Over the 2014–2018 period, there were 83,029 deaths due to malignant brain and CNS tumors, or 16,606 deaths per year, corresponding to an AAAMR of 4.43 (95% CI: 4.40–4.46) (Table 1). AAAMR increased with age, with the AAAMR being 0.70 (95% CI: 0.67–0.73) in children, 0.97 (95% CI: 0.94–0.99) in AYA, and 9.14 in older adults (95% CI: 9.08–9.21).¹ Similar to incidence, mortality relative to other cancers decreased with age, with malignant brain and other CNS tumors being the most common cause of cancer death in children, the second most common cause of cancer death in AYA, and the 12th most common cause of cancer death in older adults.

For each of the following major CNS tumor histological types, the annual incidence, averaged over the five-year period 2014–2018, AAAIR, AAAMR, and survival data (if available, for malignant tumors only) are presented. As these rates usually vary with patient age, we divided the data into three broad categories by age as described above. Significant sex and racial differences in incidence rates are also discussed.

Gliomas

Gliomas are named due to their histological resemblance to glial cells from which they were historically thought to arise: astrocytes, oligodendrocytes, and ependymal cells.
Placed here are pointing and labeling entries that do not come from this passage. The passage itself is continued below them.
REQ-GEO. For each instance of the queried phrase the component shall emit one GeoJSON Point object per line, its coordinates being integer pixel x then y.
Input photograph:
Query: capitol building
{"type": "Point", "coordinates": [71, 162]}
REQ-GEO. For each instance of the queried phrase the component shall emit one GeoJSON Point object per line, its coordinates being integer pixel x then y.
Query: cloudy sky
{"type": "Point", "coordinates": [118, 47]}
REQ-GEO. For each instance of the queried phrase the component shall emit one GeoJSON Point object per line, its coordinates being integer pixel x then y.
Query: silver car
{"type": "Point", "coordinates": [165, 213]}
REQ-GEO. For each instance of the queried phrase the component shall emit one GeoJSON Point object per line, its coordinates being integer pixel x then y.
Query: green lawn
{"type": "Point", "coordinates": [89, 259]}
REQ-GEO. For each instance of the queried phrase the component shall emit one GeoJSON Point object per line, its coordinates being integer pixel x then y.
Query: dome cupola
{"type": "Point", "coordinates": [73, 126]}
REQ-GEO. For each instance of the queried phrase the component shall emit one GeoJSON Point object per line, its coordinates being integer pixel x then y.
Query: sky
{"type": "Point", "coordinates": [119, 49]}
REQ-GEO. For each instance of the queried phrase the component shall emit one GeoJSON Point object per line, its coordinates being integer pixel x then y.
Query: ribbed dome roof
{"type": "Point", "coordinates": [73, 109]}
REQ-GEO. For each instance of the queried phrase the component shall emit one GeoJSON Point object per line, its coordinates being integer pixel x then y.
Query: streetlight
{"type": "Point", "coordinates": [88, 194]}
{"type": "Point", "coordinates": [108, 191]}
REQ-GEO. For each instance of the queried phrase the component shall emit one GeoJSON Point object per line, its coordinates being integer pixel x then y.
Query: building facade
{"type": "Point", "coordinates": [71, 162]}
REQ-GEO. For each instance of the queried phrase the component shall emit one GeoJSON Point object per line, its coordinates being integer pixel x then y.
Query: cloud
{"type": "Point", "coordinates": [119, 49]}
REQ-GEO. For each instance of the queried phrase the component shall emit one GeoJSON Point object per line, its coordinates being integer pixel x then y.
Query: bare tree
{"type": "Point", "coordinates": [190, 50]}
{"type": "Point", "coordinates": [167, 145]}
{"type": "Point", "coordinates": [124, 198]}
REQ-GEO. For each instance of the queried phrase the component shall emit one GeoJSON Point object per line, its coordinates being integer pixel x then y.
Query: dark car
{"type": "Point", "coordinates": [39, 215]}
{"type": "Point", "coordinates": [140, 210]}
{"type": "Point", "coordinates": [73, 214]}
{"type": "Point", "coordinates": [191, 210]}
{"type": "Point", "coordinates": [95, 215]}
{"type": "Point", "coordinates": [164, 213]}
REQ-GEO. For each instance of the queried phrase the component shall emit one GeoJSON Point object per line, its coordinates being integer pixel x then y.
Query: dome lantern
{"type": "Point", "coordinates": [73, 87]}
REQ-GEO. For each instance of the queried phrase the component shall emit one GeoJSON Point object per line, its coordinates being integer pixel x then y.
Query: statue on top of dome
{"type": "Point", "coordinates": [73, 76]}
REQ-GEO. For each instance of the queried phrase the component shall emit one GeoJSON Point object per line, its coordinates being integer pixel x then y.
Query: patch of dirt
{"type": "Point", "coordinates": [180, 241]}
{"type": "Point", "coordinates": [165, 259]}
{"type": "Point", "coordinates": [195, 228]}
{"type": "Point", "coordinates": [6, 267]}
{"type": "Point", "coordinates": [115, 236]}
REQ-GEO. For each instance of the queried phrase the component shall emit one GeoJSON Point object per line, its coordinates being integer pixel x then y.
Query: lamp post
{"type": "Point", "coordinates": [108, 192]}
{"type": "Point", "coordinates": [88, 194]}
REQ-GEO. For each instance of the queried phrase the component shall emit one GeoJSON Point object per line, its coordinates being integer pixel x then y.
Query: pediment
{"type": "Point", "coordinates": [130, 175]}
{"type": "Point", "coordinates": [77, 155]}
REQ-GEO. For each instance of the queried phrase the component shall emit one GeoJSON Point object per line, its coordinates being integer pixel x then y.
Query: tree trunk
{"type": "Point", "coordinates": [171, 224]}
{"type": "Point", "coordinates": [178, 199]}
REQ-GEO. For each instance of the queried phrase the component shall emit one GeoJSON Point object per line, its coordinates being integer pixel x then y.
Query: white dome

They may be divided into two broad categories: circumscribed gliomas that have well-demarcated borders and can be completely resected surgically; and diffusely infiltrating gliomas whose borders are poorly delineated and cannot be completely removed surgically. Circumscribed gliomas include pilocytic astrocytomas and ependymomas and are generally low-grade tumors that follow a more indolent course. Diffusely infiltrating gliomas include diffuse astrocytic and oligodendroglial tumors. These may be low or high grade, are generally more clinically aggressive, and harbor an inevitable tendency to recur. Based on the 2016 WHO classification and ICD-O-3 codes, the CBTRUS divides gliomas into the following categories: diffuse astrocytic and oligodendroglial tumors; other astrocytic tumors (including pilocytic astrocytomas and unique astrocytoma variants); ependymal tumors; and other gliomas.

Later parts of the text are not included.